Research · Methods Primer

Statistical Methods,
In Plain Language

This page explains — in ordinary English — every statistical test and term used across the Warring States experiments. Each dispatch links here when it uses a technical term. The goal is that nothing in our research reports should be a black box.

By Augustin Chan with AI · 2026-04-16

What a p-value actually means

A p-value answers one specific question: if nothing interesting were really going on, how surprised should we be by the result we observed?

Imagine you flip a coin ten times and get eight heads. The p-value is the probability of getting eight-or-more heads (or two-or-fewer) from a fair coin. For a fair coin, that probability is about 0.11 — so a p-value of 0.11 means “this could plausibly have happened by chance, even if the coin is fair.”

If we had gotten nine heads, the p-value would be about 0.02 — much more surprising under a fair coin. By convention, researchers call results with p < 0.05 “statistically significant”: rare enough under the no-effect assumption that we're willing to believe something real is happening.

A p-value does not tell you how big an effect is, how important it is, or how likely the effect is to be real. It only tells you how surprised a skeptic should be. A tiny effect with a huge sample can have a tiny p-value; a huge effect with a tiny sample can have a large p-value.

In our research: when we report “Tarot-Qin Fisher's exact p=0.0069,” we mean: if Tarot really had no effect on which state wins, we'd see 5-or-more Qin wins in 6 Tarot games less than 1% of the time. That's surprising enough to take the effect seriously.

The null hypothesis

The null hypothesis is the “nothing interesting is happening” version of the world. Statistical tests compute how likely your observed data is assuming the null hypothesis is true.

For our Tarot-Qin finding, the null hypothesis is “Tarot has no effect on who wins — wins are distributed across states the same way whether Han uses Tarot or not.” If the data is very unlikely under this null (small p-value), we reject the null and conclude Tarot probably does affect outcomes.

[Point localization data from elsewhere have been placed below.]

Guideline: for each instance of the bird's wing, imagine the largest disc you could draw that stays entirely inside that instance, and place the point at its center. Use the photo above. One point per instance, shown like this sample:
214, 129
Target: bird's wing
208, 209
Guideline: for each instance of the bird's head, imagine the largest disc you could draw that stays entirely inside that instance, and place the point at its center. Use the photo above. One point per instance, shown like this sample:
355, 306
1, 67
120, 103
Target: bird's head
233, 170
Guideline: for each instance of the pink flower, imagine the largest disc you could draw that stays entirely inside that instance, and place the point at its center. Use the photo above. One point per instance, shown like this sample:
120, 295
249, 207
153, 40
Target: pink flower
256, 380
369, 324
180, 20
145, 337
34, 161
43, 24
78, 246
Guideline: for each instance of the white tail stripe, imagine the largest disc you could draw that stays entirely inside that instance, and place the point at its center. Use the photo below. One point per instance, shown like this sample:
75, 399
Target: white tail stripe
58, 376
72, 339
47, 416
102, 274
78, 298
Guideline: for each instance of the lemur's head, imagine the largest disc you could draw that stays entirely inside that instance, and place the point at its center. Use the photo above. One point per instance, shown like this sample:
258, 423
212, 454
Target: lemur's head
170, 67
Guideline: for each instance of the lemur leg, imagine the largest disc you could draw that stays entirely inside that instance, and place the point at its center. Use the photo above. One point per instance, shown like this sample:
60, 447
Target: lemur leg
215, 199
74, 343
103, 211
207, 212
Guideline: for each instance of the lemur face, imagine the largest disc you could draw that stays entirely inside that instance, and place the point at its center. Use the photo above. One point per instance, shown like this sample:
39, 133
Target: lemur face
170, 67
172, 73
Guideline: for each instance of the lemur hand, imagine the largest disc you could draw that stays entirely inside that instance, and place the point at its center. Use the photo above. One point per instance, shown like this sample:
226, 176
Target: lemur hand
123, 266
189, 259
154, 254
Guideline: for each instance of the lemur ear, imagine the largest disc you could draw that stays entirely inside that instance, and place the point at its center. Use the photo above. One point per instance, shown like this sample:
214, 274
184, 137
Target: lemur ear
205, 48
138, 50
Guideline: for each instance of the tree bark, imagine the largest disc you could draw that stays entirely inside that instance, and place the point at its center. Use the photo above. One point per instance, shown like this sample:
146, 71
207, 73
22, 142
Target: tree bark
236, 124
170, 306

Rejecting the null is not the same as proving the alternative. It just means “the no-effect explanation doesn't fit the data well.”

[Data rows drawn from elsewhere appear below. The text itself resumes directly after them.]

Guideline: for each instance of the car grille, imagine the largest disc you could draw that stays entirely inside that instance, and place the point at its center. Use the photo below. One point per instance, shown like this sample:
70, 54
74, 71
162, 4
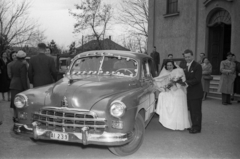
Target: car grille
68, 120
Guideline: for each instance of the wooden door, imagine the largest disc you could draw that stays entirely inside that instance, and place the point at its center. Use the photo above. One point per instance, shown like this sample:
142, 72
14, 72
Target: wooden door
215, 47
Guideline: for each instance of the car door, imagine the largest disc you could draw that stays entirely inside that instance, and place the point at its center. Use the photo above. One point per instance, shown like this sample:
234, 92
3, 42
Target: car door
149, 88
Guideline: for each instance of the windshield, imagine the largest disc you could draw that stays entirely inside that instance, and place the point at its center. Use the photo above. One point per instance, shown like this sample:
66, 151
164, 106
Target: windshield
105, 65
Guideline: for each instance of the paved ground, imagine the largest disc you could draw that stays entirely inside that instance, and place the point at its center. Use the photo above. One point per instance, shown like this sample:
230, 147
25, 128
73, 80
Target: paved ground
220, 138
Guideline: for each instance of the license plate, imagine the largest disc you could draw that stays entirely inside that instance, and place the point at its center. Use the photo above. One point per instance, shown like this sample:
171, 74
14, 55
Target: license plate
59, 136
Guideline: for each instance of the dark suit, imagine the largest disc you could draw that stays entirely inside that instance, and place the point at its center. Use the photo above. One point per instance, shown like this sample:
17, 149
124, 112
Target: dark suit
42, 70
156, 58
18, 83
194, 93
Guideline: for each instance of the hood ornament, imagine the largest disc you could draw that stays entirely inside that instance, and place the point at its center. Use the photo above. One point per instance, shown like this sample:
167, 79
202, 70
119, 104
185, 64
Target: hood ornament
64, 102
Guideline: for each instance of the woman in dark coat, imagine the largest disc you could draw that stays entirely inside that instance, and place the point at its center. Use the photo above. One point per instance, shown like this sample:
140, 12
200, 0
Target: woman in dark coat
237, 79
19, 78
4, 79
227, 68
206, 72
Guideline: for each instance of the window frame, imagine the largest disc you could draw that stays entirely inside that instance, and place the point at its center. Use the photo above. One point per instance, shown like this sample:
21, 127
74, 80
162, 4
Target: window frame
174, 10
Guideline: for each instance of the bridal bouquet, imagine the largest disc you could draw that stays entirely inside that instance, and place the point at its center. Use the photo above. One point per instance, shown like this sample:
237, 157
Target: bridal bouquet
173, 82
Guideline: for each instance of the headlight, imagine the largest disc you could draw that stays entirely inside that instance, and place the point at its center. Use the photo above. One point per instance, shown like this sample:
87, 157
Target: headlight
117, 109
20, 101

Sample size and why it matters

With few games, even real effects can fail to reach statistical significance, and chance patterns can look real. This is why we care so much about how many games each condition has.

Our Tarot arm has 6 games. Our yarrow arm has 7. Our control arm has 11. For a strong signal (like 5 out of 6 Tarot games going to Qin), 6 games is enough to clear the significance threshold. For a weaker signal (like yarrow shifting Yan's win rate from 36% to 57%), 7 games is not enough — you'd need closer to 25 or 30 to reliably detect that size of effect.

Sample size interacts with effect size: the bigger the real effect, the fewer games you need to detect it. This is why we report our findings as “rigorous” (Tarot-Qin, strong effect + adequate sample) and “directional” (yarrow ecosystem patterns, smaller effect + inadequate sample).

Mean vs. median (and why one can mislead)

The mean is the average: add everything up, divide by count. The median is the middle value: sort the numbers, pick the one in the middle.

These differ when distributions are skewed or contain clusters of identical values. Consider Han's survival rounds across 11 control games:

4, 8, 10, 20, 20, 20, 20, 20, 20, 20, 20

The median is 20 (the 6th value in the sorted list). The mean is 16.5. Seven of the 11 Hans reached round 20; once more than half of your values pile up at a single point, the median locks onto that point.

But “median survival = 20” is measuringduration alive, not strategic relevance. Most of those round-20 Hans were holding a single home supply center with no real influence on the game. The median captures “how long they lasted” but says nothing about “how much they mattered.” Good science communication pairs any median-survival claim with a peak or final-state measure.

In our research: when Dispatch 11 reported “control Han's median survival: Round 20” alongside “5 of 7 surviving Hans ended with exactly 1 SC,” it was distinguishing these two senses of survival. The median says they lasted; the SC count says they didn't matter.

Fisher's exact test

Fisher's exact is the right test when you have a 2×2 table of counts and want to know if the two rows are distributed differently across the two columns.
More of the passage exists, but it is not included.